Mr. Randy Watson said:


> Also, don't forget that--thanks to our benevolent, resourceful, and imaginative leaders in Washington--the tax revenue generated through our cigar purchases help the children get health insurance.
> 
> THE CHILDREN!!! Burn one for the children.


 Ahh yes. I've actually been contemplating putting together a public service announcement along those lines. Of course, it would never get aired, but I'm sure it could be quite the hit on youtube. Have it conclude with something like "smoke early, smoke often. Smoke for the children."


----------



## Mr. Randy Watson (Jan 30, 2009)

d_day said:


> Ahh yes. I've actually been contemplating putting together a public service announcement along those lines. Of course, it would never get aired, but I'm sure it could be quite the hit on youtube. Have it conclude with something like "smoke early, smoke often. Smoke for the children."

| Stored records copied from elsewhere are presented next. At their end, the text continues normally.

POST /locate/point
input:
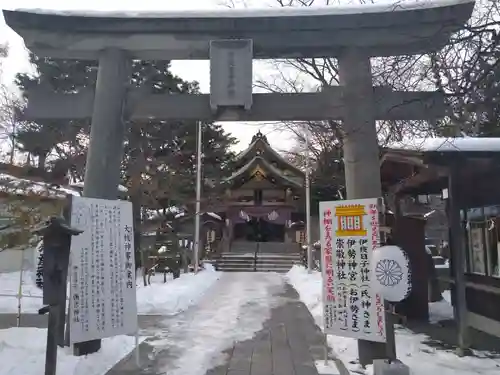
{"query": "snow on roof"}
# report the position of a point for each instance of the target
(263, 12)
(155, 214)
(266, 164)
(470, 144)
(121, 188)
(19, 186)
(214, 215)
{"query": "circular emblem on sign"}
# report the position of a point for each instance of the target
(273, 215)
(391, 273)
(388, 272)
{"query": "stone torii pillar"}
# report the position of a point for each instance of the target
(107, 134)
(361, 160)
(350, 35)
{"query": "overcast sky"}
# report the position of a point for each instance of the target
(188, 70)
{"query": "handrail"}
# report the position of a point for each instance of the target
(255, 256)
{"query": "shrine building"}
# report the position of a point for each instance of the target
(264, 202)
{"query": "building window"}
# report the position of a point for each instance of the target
(483, 235)
(258, 196)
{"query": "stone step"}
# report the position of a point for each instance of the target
(262, 269)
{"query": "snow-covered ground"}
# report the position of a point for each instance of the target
(176, 295)
(234, 310)
(422, 359)
(22, 352)
(158, 298)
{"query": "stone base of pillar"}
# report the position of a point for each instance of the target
(383, 367)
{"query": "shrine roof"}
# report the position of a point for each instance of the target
(261, 139)
(403, 28)
(260, 161)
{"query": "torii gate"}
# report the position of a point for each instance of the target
(231, 39)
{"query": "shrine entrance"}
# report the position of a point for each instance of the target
(259, 230)
(231, 41)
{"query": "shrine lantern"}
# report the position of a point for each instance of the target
(350, 220)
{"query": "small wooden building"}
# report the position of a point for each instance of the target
(464, 172)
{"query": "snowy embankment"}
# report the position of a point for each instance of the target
(422, 359)
(174, 296)
(22, 350)
(158, 298)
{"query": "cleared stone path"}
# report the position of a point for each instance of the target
(248, 324)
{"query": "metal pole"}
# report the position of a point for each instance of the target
(20, 291)
(457, 258)
(198, 200)
(361, 154)
(308, 206)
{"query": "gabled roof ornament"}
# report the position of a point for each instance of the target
(259, 136)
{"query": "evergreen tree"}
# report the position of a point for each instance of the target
(40, 139)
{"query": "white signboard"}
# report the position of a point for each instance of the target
(231, 73)
(102, 271)
(392, 273)
(349, 233)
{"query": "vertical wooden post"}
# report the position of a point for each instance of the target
(457, 249)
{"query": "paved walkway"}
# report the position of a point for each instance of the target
(286, 343)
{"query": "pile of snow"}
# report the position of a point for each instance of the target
(177, 295)
(441, 310)
(232, 312)
(20, 186)
(421, 358)
(22, 352)
(9, 289)
(467, 144)
(158, 298)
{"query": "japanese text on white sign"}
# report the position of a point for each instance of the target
(349, 233)
(102, 271)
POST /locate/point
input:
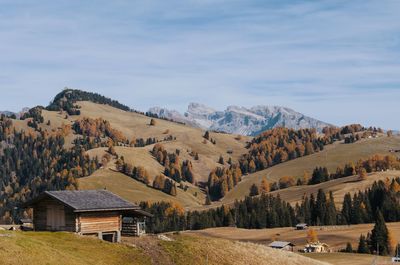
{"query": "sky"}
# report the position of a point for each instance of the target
(337, 61)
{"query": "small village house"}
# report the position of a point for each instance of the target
(316, 247)
(282, 245)
(301, 226)
(90, 212)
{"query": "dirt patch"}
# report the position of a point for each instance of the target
(152, 248)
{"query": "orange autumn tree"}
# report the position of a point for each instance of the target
(264, 187)
(312, 236)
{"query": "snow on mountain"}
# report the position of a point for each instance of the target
(241, 120)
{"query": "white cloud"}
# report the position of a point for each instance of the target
(315, 57)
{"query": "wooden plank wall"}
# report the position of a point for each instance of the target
(99, 222)
(40, 216)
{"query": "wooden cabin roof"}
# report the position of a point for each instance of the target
(88, 200)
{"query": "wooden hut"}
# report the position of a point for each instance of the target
(301, 226)
(282, 245)
(87, 212)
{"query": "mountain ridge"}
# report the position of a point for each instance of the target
(241, 120)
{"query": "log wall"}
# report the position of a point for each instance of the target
(89, 223)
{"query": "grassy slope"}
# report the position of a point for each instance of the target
(348, 259)
(63, 248)
(335, 236)
(339, 187)
(134, 125)
(136, 191)
(333, 156)
(187, 138)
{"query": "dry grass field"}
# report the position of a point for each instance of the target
(335, 236)
(44, 248)
(135, 191)
(350, 259)
(188, 139)
(332, 156)
(199, 250)
(48, 248)
(339, 187)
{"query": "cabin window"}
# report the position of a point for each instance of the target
(55, 218)
(110, 237)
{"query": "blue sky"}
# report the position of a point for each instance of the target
(338, 61)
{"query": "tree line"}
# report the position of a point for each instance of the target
(268, 211)
(32, 162)
(361, 168)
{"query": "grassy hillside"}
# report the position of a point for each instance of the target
(339, 187)
(68, 249)
(64, 249)
(188, 140)
(134, 125)
(135, 191)
(332, 156)
(348, 258)
(335, 236)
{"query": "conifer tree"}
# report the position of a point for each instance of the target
(362, 174)
(254, 190)
(349, 248)
(264, 188)
(221, 160)
(362, 245)
(379, 240)
(312, 236)
(207, 135)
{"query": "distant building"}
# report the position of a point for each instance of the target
(89, 212)
(283, 245)
(301, 226)
(316, 247)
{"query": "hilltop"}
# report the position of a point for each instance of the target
(128, 151)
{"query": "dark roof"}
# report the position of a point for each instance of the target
(88, 200)
(280, 244)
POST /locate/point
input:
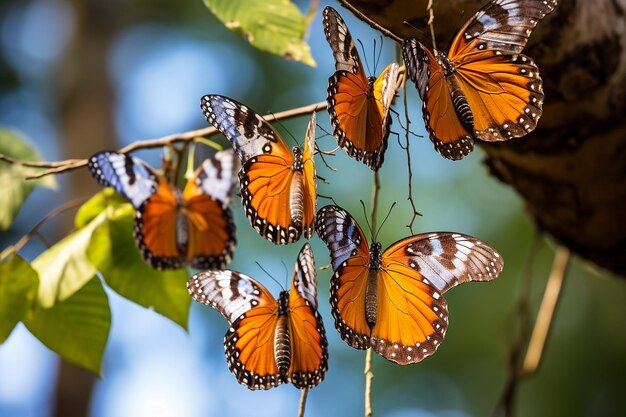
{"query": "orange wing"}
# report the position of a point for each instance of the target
(504, 92)
(350, 260)
(416, 271)
(309, 347)
(412, 316)
(249, 344)
(209, 234)
(450, 138)
(277, 195)
(252, 313)
(484, 88)
(156, 225)
(358, 105)
(155, 203)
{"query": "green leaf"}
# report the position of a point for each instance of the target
(97, 204)
(113, 252)
(64, 268)
(76, 328)
(14, 189)
(18, 288)
(275, 26)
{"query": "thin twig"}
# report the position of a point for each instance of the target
(506, 404)
(543, 323)
(408, 162)
(369, 374)
(370, 22)
(72, 164)
(35, 230)
(431, 21)
(303, 395)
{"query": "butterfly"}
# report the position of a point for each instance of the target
(392, 301)
(277, 186)
(358, 105)
(269, 341)
(483, 88)
(172, 228)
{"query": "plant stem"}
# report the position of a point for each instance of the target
(72, 164)
(370, 22)
(545, 316)
(303, 395)
(369, 375)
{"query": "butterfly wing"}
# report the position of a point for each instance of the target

This is probably the most persuasive argument I've heard. Think of all the unborn fetuses in the wombs of impoverished mothers across our great land that today's cigar purchases will soon benefit.

OP, this must be worked into your speech.

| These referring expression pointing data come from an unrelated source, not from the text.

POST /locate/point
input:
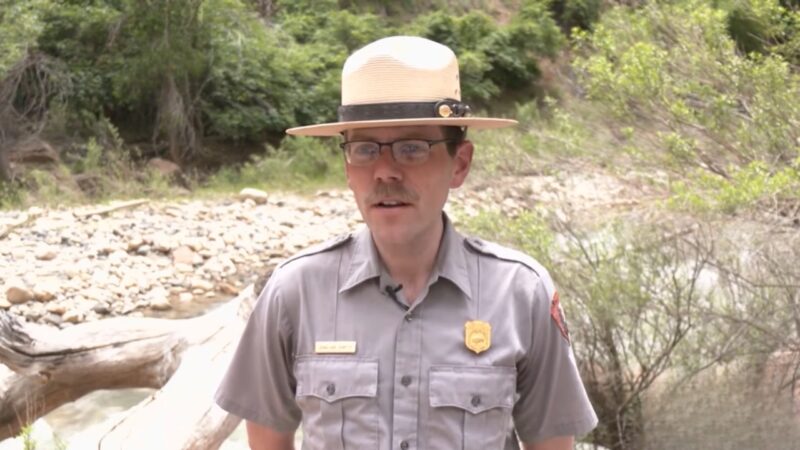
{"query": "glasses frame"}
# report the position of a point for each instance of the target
(394, 149)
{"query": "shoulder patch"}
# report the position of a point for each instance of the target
(508, 254)
(326, 246)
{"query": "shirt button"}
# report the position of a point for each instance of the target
(476, 400)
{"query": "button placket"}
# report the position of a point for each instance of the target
(407, 360)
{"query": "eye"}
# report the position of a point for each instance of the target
(411, 150)
(363, 149)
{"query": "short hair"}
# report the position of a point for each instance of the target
(455, 135)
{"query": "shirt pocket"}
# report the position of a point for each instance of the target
(338, 397)
(471, 406)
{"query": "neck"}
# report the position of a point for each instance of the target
(411, 263)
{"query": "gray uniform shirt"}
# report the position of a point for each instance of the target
(411, 382)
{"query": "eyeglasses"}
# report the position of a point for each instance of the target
(408, 152)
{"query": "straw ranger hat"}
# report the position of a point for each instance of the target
(401, 81)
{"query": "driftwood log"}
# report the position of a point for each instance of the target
(183, 358)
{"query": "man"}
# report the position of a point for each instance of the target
(406, 335)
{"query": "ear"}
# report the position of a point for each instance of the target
(462, 161)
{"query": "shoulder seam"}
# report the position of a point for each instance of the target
(480, 246)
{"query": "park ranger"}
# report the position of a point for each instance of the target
(407, 335)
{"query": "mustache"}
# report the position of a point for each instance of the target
(383, 191)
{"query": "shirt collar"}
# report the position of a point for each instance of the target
(451, 261)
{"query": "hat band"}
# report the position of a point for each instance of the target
(404, 110)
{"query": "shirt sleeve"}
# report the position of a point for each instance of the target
(552, 399)
(259, 385)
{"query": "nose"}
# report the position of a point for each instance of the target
(385, 168)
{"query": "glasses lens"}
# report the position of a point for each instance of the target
(361, 152)
(411, 152)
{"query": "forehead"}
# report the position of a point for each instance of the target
(384, 134)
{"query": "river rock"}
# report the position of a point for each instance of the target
(17, 292)
(46, 254)
(72, 316)
(185, 255)
(257, 196)
(46, 289)
(56, 308)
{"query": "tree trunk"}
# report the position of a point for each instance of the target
(53, 367)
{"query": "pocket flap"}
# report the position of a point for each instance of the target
(472, 388)
(336, 378)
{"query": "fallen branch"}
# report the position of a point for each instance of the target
(109, 209)
(24, 220)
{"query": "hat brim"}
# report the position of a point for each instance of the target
(336, 128)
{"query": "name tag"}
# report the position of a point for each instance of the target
(335, 347)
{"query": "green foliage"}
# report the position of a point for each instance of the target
(580, 14)
(672, 75)
(629, 294)
(747, 187)
(20, 26)
(298, 163)
(495, 59)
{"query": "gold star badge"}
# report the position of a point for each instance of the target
(478, 335)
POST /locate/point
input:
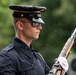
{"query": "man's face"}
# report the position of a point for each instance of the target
(29, 31)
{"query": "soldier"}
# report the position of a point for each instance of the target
(19, 58)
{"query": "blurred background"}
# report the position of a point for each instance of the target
(60, 22)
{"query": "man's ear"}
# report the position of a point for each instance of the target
(19, 25)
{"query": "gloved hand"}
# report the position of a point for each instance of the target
(63, 63)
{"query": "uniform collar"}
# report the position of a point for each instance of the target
(20, 45)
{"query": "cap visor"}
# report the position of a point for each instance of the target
(39, 20)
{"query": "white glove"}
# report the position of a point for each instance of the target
(64, 64)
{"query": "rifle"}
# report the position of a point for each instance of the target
(56, 68)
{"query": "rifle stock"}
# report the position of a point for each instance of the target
(56, 69)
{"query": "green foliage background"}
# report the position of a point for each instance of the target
(60, 21)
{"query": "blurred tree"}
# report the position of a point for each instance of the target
(60, 21)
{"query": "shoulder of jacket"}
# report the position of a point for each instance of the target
(7, 49)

"Cigar Smoking: Nasty Habit or Compassion for The Poor?"


----------



## MiamiRolled (Dec 14, 2008)

You could just be parsimonious and say "Winston Churchill and King Edward VII smoked cigars and they are better than you." Then just drop the microphone on the floor...Eminem in 8-Mile style. 

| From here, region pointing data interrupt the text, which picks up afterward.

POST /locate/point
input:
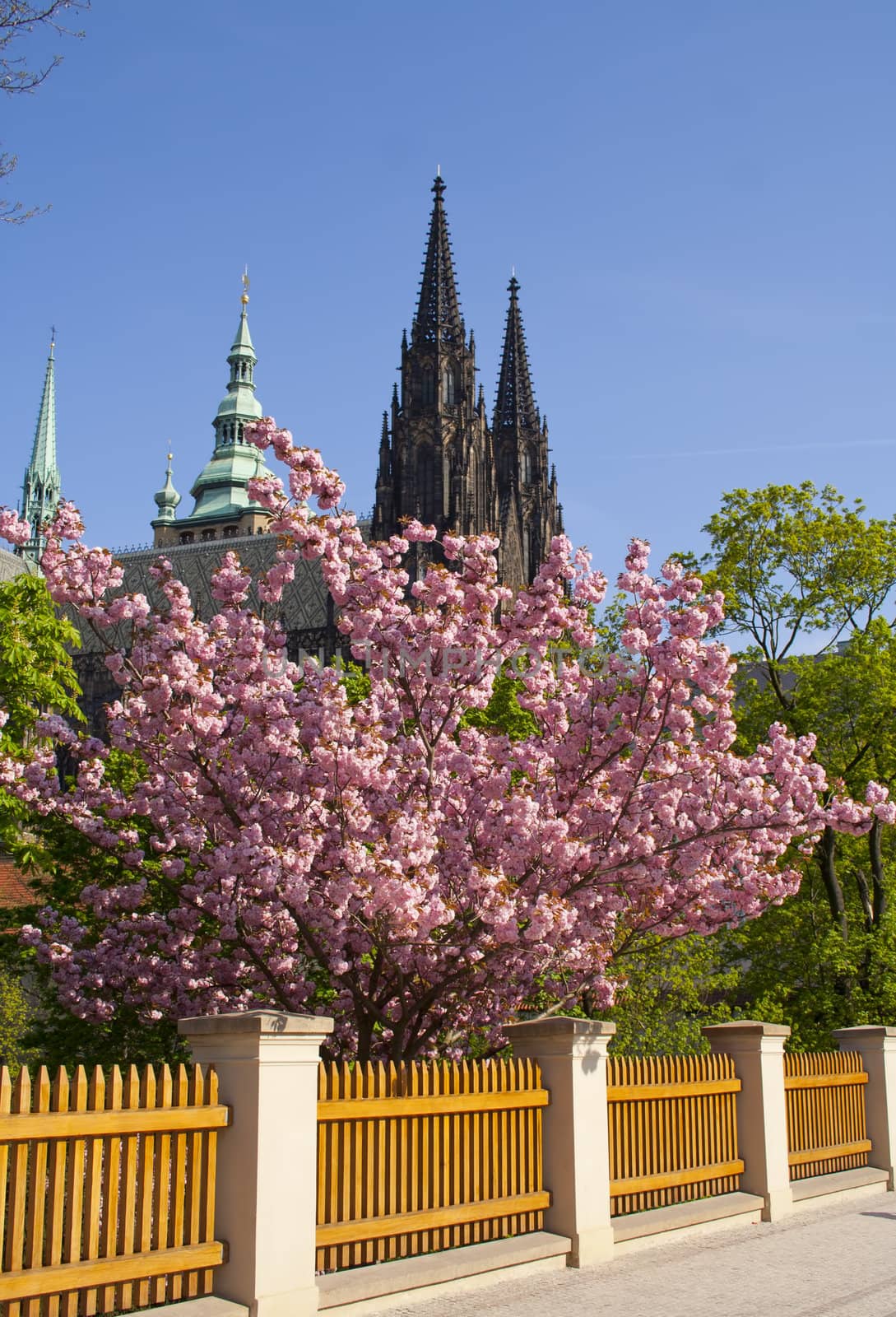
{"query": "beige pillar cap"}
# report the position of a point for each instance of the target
(276, 1022)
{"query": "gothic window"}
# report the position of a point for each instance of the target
(426, 484)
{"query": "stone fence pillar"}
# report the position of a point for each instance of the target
(267, 1158)
(876, 1045)
(573, 1058)
(758, 1051)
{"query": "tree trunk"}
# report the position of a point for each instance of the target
(828, 866)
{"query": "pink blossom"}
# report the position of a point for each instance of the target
(378, 858)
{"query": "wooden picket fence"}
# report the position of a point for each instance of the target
(825, 1113)
(426, 1156)
(672, 1130)
(107, 1189)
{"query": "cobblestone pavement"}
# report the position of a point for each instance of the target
(824, 1262)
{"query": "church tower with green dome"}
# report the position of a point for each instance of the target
(41, 486)
(223, 509)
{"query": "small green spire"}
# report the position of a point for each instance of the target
(167, 498)
(41, 486)
(221, 489)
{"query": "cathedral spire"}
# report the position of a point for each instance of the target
(41, 484)
(515, 407)
(166, 500)
(439, 313)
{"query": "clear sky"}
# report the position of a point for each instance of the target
(699, 201)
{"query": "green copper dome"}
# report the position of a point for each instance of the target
(221, 489)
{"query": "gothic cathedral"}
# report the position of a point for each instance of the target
(439, 460)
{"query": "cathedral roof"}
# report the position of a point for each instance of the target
(13, 565)
(304, 601)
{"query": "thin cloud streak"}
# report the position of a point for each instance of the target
(738, 452)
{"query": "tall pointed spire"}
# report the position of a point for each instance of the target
(42, 485)
(515, 407)
(439, 311)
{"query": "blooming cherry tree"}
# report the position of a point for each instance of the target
(285, 843)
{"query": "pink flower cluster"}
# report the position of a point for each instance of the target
(382, 859)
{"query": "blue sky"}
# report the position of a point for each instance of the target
(699, 201)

That would be balla at least.


----------



## Cigary (Oct 19, 2007)

Im sure you have done a lot of research so far on this topic. Probably one of the best ways to research is to go to those places where one might find cigar smokers and actually get their invaluable opinion. For those like myself who have been smoking cigars for 40 years there is a reason we do that and I don't think it is because we are addicted to the tobacco,,,I go months at a time without lighting one up. I smoke because it gives me quality of life,,,it helps me relax and I actually think about things in a more rational environment instead of pacing back and forth worrying about things. I smoke usually in an area where there are like minded people who accept cigars and I don't push my habit on those that do not appreciate it. Cigars in moderation have actually helped me in my life,,,,as they are something I look forward to. They help me to look at things in a better way and I concentrate on things that are better for me instead of taking pills for anxiety or drinking alcohol in mass quantities. One of the best pleasures in life is a good cigar.


----------



## golfermd (Feb 18, 2009)

Cigary said:


> Im sure you have done a lot of research so far on this topic. Probably one of the best ways to research is to go to those places where one might find cigar smokers and actually get their invaluable opinion. For those like myself who have been smoking cigars for 40 years there is a reason we do that and I don't think it is because we are addicted to the tobacco,,,I go months at a time without lighting one up. I smoke because it gives me quality of life,,,it helps me relax and I actually think about things in a more rational environment instead of pacing back and forth worrying about things. I smoke usually in an area where there are like minded people who accept cigars and I don't push my habit on those that do not appreciate it. Cigars in moderation have actually helped me in my life,,,,as they are something I look forward to. They help me to look at things in a better way and I concentrate on things that are better for me instead of taking pills for anxiety or drinking alcohol in mass quantities. One of the best pleasures in life is a good cigar.


Although I have been smoking off and on for only 10 years, I couldn't have said it better. I don't smoke in areas where I think inappropriate. I don't push my views on others (like those who are against us seem to do). To be honest, I'd rather sit next to a cigar smoker than someone with 3 or 4 screaming brats running around disrupting my peace and quiet. I rather like serenity, and cigar smoking gives me that. :rapture:


----------



## StogieSteve (Apr 30, 2007)

A couple of years ago I read about a British study that tracked health issues for cigar smokers and found that they had a better health record than the control group of non smokers. They did not know why but suggested that perhaps it was because of the higher socio-economic grouping of these smokers that they tended to take better care of themselves. It is hard to argue the benefits of tobacco use. You can argue the relaxation aspects and the comraderie and a host of other issues. Usually when people "justify"cigar usuage you hear the aspects of moderation and the lack of inhaling versus their cigarette smoking counterparts. Good luck with the assignment.


----------